L’Evangile de ce jour (Luc 12, 1-7) nous invite à nous méfier à cause du levain des Pharisiens, c’est-à-dire de leur hypocrisie. Il ne faut pas faire un contre-sens : il ne s’agit pas tant pour Jésus de dénoncer les Pharisiens, que de dénoncer ce qu’il peut y avoir des Pharisiens dans le cœur de ses disciples à lui. Car le levain est ce peu de chose, cette petite quantité, qui peut faire lever la pâte, ou, s’il est mal employé ou employé à mauvais escient, qui peut corrompre tout un met. Nous devons toujours prendre garde qu’en notre cœur ne s’attarde pas quelque chose de ce levain des Pharisiens Alors que veut dire leur hypocrisie ? Ce n’est pas simplement qu’ils feraient un beau visage à des gens dont ils pensent du mal, et en particulier à Jésus, devant qui ils feraient bonne figure mais projettent de le tuer en secret, plus profondément et plus généralement, le levain des Pharisiens, leur hypocrisie, c’est leur manque d’espérance. Et c’est ce qui risque toujours d’habiter notre cœur et de le corrompre. C’est-à-dire que nous risquons toujours de laisser traîner dans notre cœur quelque soupçon sur Dieu, sur sa bonté, sur la puissance de sa bonté, sur sa volonté de nous sauver, de nous tirer du mal et de la mort, de nous arracher au péché et de nous ramener dans le grand mouvement de la vie, de la charité.

 

Voilà frères et sœurs ce que nous devons toujours examiner en nous, ce dont Jésus a voulu être le témoin par sa mort et sa résurrection.
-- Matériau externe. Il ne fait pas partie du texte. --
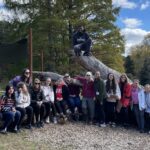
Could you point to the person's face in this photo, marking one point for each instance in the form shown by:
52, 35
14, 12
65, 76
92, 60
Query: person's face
123, 78
147, 88
24, 88
136, 83
27, 73
81, 29
48, 81
36, 85
67, 79
11, 90
88, 77
97, 75
111, 77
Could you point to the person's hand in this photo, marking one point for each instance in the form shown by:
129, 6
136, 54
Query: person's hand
13, 109
20, 90
39, 103
77, 46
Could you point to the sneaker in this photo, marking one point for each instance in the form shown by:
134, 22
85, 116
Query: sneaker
37, 125
55, 120
47, 120
3, 131
113, 124
103, 125
28, 126
41, 124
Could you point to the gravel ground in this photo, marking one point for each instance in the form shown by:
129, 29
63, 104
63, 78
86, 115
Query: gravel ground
88, 137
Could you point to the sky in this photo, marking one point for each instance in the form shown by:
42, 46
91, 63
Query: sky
133, 20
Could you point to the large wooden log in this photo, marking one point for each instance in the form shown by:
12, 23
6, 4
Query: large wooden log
93, 64
88, 62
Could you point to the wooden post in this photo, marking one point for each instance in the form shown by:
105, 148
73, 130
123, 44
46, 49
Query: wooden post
42, 61
30, 52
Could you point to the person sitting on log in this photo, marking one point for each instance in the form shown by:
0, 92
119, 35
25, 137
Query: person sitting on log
74, 101
37, 99
60, 99
25, 77
81, 42
10, 115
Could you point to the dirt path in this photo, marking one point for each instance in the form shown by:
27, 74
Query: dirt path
85, 137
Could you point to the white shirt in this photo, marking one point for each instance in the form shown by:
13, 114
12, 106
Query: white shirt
48, 93
22, 100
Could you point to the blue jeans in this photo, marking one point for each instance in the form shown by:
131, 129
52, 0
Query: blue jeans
139, 114
75, 102
11, 117
88, 109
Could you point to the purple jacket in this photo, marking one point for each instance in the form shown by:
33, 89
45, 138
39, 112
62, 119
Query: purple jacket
88, 87
74, 89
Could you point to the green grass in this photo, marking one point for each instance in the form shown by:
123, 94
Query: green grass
13, 141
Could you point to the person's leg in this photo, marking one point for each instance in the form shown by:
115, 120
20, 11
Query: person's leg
58, 106
16, 120
136, 113
71, 104
36, 109
77, 49
78, 103
47, 109
112, 112
102, 114
126, 116
141, 113
63, 106
86, 47
91, 108
42, 112
107, 111
22, 112
84, 109
97, 111
29, 112
8, 118
53, 109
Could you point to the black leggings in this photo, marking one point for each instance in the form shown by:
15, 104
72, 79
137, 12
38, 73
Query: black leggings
61, 106
39, 111
110, 111
29, 111
47, 109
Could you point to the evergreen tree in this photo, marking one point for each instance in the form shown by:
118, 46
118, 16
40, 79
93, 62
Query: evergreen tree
129, 66
54, 21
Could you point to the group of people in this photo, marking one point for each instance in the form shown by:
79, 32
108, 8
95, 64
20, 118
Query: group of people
89, 99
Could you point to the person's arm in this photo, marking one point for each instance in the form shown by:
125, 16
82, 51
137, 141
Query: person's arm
29, 99
118, 93
81, 79
128, 92
19, 97
74, 39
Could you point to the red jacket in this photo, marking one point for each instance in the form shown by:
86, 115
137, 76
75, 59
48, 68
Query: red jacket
87, 88
125, 98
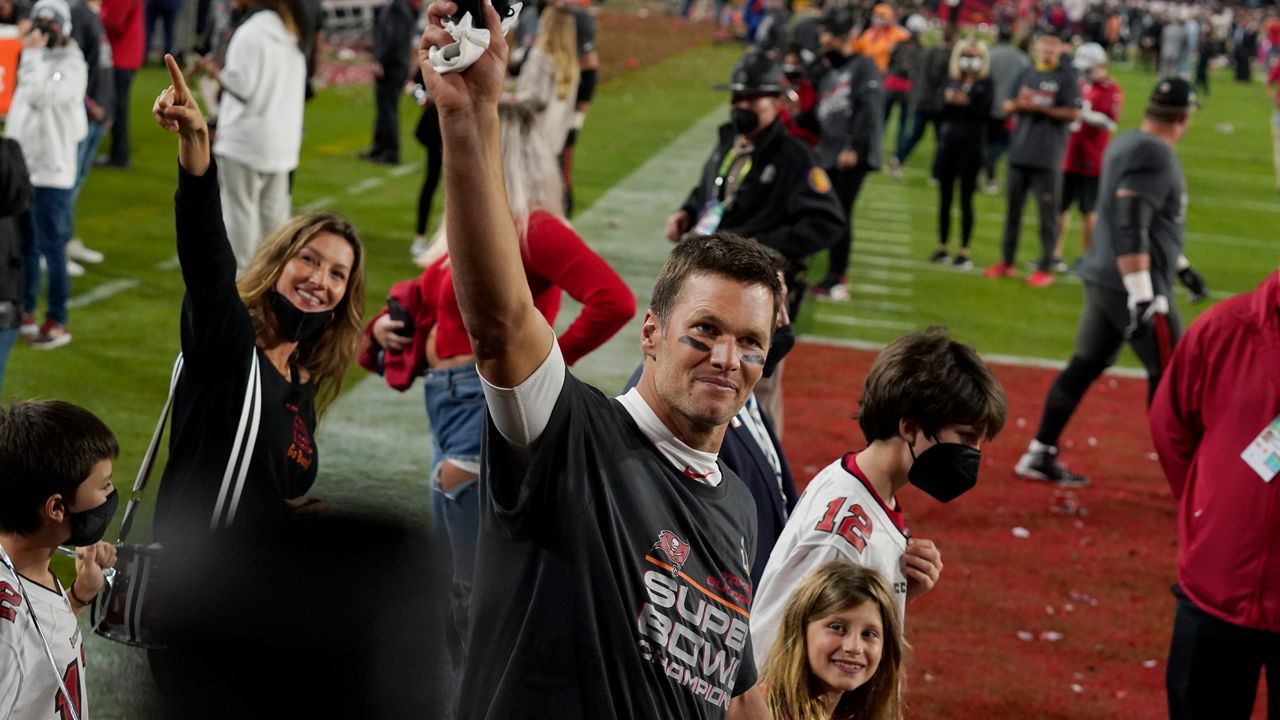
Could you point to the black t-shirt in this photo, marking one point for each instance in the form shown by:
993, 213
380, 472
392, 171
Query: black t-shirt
218, 345
1040, 141
964, 126
607, 583
1144, 164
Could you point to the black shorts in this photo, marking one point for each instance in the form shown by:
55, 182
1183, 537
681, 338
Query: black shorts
1079, 190
1100, 335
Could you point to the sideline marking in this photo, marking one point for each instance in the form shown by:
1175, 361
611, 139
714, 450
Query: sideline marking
1015, 360
101, 292
365, 186
880, 247
865, 322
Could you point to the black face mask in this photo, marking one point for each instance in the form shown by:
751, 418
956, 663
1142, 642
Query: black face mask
784, 340
744, 119
945, 470
296, 324
90, 525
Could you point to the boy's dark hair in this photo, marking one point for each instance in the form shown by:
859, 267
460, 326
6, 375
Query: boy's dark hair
46, 447
721, 254
933, 381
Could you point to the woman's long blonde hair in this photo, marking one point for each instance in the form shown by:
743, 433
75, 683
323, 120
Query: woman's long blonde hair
557, 39
328, 355
530, 174
794, 692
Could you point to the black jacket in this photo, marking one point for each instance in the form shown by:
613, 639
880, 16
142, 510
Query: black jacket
14, 199
851, 112
785, 201
393, 33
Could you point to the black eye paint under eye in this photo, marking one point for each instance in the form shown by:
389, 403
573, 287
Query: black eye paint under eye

Dieu ne nous a pas créés pour la mort, Dieu ne nous a pas créés non plus pour nous laisser croupir dans notre péché, mais Dieu travaille sans cesse pour arracher nos cœurs à l’esclavage du péché, de façon à ce que nous puissions retrouver le chemin de la vie.

 

En célébrant le sacrifice du Christ et de l’Eglise, rendons grâce à Dieu pour son dessein, et demandons-lui de purifier notre cœur de tout levain mauvais, de tout doute sur sa bonté, que toujours nous nous souvenions qu’aux yeux de Dieu notre Père, nous valons plus « que tous les moineaux du monde ». Amen.